The shadow sim can be configured by assigning a Shadow Sim Settings asset to the OceanRenderer script in your scene (Create/Crest/Shadow Sim Settings). In particular, the soft shadows are very soft by default, and may not appear for small/thin shadow casters. This can be configured using the Jitter Diameter Soft setting.

There will be times when the shadow jitter settings will cause shadows or light to leak. An example of this is when trying to create a dark room during daylight. At the edges of the room the jittering will cause the ocean on the inside of the room (shadowed) to sample outside of the room (not shadowed) resulting in light at the edges. Reducing the Jitter Diameter Soft setting can solve this, but we have also provided a Register Shadow Input component which can override the shadow data. This component bypasses jittering and gives you full control.

3.7. Flow

3.7.1. Overview

Flow is the horizontal motion of the water volumes. It is used in the whirlpool.unity example scene to rotate the waves and foam around the vortex. It does not affect wave directions, but transports the waves horizontally.

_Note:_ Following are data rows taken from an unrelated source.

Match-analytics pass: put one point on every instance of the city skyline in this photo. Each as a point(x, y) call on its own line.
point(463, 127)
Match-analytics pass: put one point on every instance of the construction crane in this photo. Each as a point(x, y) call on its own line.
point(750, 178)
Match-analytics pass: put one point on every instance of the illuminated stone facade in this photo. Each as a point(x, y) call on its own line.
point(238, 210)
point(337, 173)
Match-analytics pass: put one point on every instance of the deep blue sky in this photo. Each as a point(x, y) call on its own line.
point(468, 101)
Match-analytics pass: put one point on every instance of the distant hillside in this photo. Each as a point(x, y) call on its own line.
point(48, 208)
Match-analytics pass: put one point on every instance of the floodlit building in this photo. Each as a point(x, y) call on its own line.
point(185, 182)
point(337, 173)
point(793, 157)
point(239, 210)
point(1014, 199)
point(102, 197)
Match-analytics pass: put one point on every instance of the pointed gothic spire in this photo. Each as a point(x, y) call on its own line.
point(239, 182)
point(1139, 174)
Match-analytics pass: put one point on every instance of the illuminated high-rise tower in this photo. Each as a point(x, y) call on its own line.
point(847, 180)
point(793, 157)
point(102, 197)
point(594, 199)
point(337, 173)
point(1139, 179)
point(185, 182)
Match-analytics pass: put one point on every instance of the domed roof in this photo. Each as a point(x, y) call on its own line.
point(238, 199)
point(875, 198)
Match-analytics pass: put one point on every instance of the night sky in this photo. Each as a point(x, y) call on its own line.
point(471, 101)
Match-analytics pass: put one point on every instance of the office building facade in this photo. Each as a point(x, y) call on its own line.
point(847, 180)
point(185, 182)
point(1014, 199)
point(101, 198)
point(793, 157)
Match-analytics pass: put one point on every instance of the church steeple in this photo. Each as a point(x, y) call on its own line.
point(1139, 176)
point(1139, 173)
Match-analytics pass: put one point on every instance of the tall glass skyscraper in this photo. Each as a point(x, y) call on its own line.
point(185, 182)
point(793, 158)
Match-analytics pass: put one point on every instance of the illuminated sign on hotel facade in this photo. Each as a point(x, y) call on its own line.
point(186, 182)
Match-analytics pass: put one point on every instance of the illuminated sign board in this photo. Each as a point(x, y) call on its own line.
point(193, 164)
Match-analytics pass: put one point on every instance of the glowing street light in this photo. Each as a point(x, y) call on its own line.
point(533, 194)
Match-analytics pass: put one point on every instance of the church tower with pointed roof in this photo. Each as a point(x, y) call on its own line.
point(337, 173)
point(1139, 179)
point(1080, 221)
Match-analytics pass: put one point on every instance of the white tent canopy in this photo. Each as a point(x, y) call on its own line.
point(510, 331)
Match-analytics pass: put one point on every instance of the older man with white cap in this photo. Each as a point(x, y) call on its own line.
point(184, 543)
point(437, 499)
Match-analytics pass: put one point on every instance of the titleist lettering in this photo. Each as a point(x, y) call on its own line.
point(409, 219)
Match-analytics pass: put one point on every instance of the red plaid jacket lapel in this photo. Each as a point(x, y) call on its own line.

This horizontal motion also affects physics.

3.7.2. User Inputs

Preview

Splines now support flow. Please see Wave Splines (preview) for general spline information.

Crest supports adding any flow velocities to the system. To add flow, add some geometry into the world which when rendered from a top down perspective will draw the desired displacements. Then assign the RegisterFlowInput script which will tag it for rendering into the flow, and apply a material using one of the following shaders.

The following input shaders are provided under Crest/Inputs/Flow:

The Crest/Inputs/Flow/Add Flow Map shader writes a flow texture into the system. It assumes the x component of the flow velocity is packed into 0-1 range in the red channel, and the z component of the velocity is packed into 0-1 range in the green channel. The shader reads the values, subtracts 0.5, and multiplies them by the provided scale value on the shader. The process of adding ocean inputs is demonstrated in Fig. 3.1.